Scholz a suggéré d’autoriser les décisions à la majorité sur des questions urgentes telles que les sanctions ou la politique des droits de l’homme, ceux qui ne souhaitent pas explicitement soutenir un vote ayant la possibilité de s’abstenir sans bloquer l’unanimité.

Le dirigeant allemand a également soutenu les appels à reconsidérer la composition du Parlement européen, qui compte actuellement 751 députés, pour éviter qu’il ne devienne “gonflé” lors d’un élargissement futur.

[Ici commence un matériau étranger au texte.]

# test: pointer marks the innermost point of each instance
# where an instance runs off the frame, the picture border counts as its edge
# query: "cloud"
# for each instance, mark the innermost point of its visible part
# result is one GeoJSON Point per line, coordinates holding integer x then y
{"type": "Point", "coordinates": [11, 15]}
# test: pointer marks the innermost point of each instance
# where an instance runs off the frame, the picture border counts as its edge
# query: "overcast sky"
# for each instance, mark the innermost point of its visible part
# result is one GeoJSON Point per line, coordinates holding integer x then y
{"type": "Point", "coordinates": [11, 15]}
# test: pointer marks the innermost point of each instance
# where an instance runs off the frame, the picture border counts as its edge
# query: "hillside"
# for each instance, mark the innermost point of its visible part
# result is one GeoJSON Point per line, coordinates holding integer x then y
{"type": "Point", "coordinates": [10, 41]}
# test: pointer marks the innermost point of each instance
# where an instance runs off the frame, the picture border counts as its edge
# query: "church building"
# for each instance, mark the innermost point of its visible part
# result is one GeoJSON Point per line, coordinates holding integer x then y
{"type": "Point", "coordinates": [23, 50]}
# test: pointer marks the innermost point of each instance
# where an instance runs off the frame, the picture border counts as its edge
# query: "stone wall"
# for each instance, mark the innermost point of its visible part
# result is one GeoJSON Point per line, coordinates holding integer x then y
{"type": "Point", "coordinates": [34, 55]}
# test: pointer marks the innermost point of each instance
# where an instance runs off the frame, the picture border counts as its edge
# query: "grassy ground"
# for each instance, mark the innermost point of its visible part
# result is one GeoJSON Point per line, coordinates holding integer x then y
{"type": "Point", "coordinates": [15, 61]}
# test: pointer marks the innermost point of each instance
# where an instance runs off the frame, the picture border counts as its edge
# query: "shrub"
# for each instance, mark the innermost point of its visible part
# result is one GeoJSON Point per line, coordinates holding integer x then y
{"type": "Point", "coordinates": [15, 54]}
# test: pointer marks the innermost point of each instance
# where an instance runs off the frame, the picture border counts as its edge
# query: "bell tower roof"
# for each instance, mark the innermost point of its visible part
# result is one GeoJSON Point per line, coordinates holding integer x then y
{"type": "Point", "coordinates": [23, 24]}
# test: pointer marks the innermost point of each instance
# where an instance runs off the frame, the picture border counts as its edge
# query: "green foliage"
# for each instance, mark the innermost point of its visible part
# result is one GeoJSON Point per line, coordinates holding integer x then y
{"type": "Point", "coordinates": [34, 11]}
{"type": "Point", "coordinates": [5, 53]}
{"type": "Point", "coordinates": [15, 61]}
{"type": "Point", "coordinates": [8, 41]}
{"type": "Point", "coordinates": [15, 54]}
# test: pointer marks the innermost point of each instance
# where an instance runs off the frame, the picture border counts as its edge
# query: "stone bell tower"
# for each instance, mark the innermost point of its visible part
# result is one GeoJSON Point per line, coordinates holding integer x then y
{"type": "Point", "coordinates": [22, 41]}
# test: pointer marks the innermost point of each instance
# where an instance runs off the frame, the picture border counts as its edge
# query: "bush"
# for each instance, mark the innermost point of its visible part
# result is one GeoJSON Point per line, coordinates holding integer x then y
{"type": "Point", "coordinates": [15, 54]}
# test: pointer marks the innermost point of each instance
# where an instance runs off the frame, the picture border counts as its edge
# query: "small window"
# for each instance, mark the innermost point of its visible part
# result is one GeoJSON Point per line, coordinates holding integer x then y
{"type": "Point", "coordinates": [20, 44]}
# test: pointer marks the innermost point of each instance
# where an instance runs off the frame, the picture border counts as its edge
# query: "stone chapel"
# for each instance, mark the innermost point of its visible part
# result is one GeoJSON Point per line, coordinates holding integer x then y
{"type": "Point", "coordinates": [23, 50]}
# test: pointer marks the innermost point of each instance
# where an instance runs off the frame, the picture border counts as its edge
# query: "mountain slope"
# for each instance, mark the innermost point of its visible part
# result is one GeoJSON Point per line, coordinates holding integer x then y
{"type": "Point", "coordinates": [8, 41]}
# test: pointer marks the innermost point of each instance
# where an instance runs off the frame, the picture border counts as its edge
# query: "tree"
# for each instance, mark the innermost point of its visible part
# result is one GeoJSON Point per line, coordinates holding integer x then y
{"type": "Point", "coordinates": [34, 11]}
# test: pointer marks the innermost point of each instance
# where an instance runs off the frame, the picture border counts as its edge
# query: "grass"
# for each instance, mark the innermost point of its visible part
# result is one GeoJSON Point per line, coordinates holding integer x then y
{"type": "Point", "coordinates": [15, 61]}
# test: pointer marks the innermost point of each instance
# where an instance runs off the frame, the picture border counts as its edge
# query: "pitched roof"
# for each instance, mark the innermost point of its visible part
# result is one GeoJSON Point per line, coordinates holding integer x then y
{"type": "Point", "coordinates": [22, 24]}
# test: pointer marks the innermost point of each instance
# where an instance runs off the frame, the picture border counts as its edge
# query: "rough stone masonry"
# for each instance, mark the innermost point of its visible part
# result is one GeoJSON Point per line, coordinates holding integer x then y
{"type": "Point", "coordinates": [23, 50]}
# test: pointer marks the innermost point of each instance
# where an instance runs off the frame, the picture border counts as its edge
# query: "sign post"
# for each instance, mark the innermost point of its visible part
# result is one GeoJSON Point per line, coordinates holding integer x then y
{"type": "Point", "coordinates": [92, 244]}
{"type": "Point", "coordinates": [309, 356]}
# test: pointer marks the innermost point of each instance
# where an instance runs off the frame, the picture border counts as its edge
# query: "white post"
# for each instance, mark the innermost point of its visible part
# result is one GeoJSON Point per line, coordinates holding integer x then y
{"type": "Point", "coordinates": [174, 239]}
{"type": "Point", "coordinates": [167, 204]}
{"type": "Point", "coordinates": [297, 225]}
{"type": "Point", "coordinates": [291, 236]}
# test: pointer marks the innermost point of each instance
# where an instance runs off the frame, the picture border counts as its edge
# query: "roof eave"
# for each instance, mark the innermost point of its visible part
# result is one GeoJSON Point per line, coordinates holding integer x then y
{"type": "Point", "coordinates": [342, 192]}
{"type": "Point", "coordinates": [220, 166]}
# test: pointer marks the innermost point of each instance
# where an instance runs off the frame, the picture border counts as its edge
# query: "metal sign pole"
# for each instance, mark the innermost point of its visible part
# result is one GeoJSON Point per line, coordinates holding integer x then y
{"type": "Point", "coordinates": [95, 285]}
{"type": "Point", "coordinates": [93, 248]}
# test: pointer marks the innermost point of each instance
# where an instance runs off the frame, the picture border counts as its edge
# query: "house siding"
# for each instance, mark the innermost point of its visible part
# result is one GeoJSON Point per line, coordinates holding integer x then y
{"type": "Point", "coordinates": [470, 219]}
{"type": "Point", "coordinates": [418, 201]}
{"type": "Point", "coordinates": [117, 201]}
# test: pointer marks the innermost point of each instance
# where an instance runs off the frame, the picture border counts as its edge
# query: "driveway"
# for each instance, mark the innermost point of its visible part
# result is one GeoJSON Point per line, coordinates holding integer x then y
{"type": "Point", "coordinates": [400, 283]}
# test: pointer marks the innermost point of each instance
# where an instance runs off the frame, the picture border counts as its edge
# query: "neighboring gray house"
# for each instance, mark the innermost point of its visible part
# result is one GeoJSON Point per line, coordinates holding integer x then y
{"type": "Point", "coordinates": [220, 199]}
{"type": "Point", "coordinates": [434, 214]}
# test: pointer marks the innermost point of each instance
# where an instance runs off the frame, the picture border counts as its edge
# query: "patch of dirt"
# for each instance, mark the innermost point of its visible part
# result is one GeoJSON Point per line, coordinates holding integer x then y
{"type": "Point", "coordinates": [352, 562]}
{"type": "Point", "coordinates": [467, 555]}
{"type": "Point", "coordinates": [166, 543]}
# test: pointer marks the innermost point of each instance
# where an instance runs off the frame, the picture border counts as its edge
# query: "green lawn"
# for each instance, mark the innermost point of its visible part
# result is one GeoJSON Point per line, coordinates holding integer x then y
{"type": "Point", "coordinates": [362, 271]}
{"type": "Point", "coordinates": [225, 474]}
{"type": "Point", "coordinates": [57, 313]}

Une réforme similaire de la manière dont chaque État membre est représenté au sein de la Commission exécutive du bloc pourrait voir les commissaires partager la responsabilité dans certains domaines, a-t-il déclaré.

L’Europe étant à la traîne de ses rivaux mondiaux en matière de numérisation et d’exploration spatiale, Scholz a déclaré que l’UE pourrait devenir un leader mondial dans la transition vers une économie plus verte qui l’aiderait également à devenir moins dépendante des fournisseurs d’énergie étrangers.

Dans son discours, Scholz a cité à plusieurs reprises la menace posée à l’UE par la Russie sous son président autoritaire, avertissant que “toute désunion entre nous, toute faiblesse, apporte de l’eau au moulin de (Vladimir) Poutine”.

“Nous devons resserrer les rangs, résoudre les anciens conflits et trouver de nouvelles solutions”, a-t-il déclaré, notant que le bloc doit surmonter les tensions de longue date entre ses membres sur les questions de migration et de politique budgétaire.

Le discours de Scholz faisait écho aux propositions faites ces derniers mois par le président français Emmanuel Macron. Mais il est susceptible d’être accueilli avec méfiance par les petits pays qui craignent de réformer les processus décisionnels lourds de l’UE pour permettre à plus de votes de passer avec des majorités des deux tiers pourraient voir leurs préoccupations ignorées.

Des tensions ont également éclaté ces dernières années entre la Commission européenne et les gouvernements hongrois et polonais, Bruxelles accusant ces pays de violer les valeurs fondamentales du bloc et le principe de l’État de droit.

Scholz a appelé à l’unité face à la pression croissante de l’extérieur.

“Quand, sinon maintenant, surmonterons-nous les différences qui nous ont entravés et divisés pendant des années?” Il a demandé.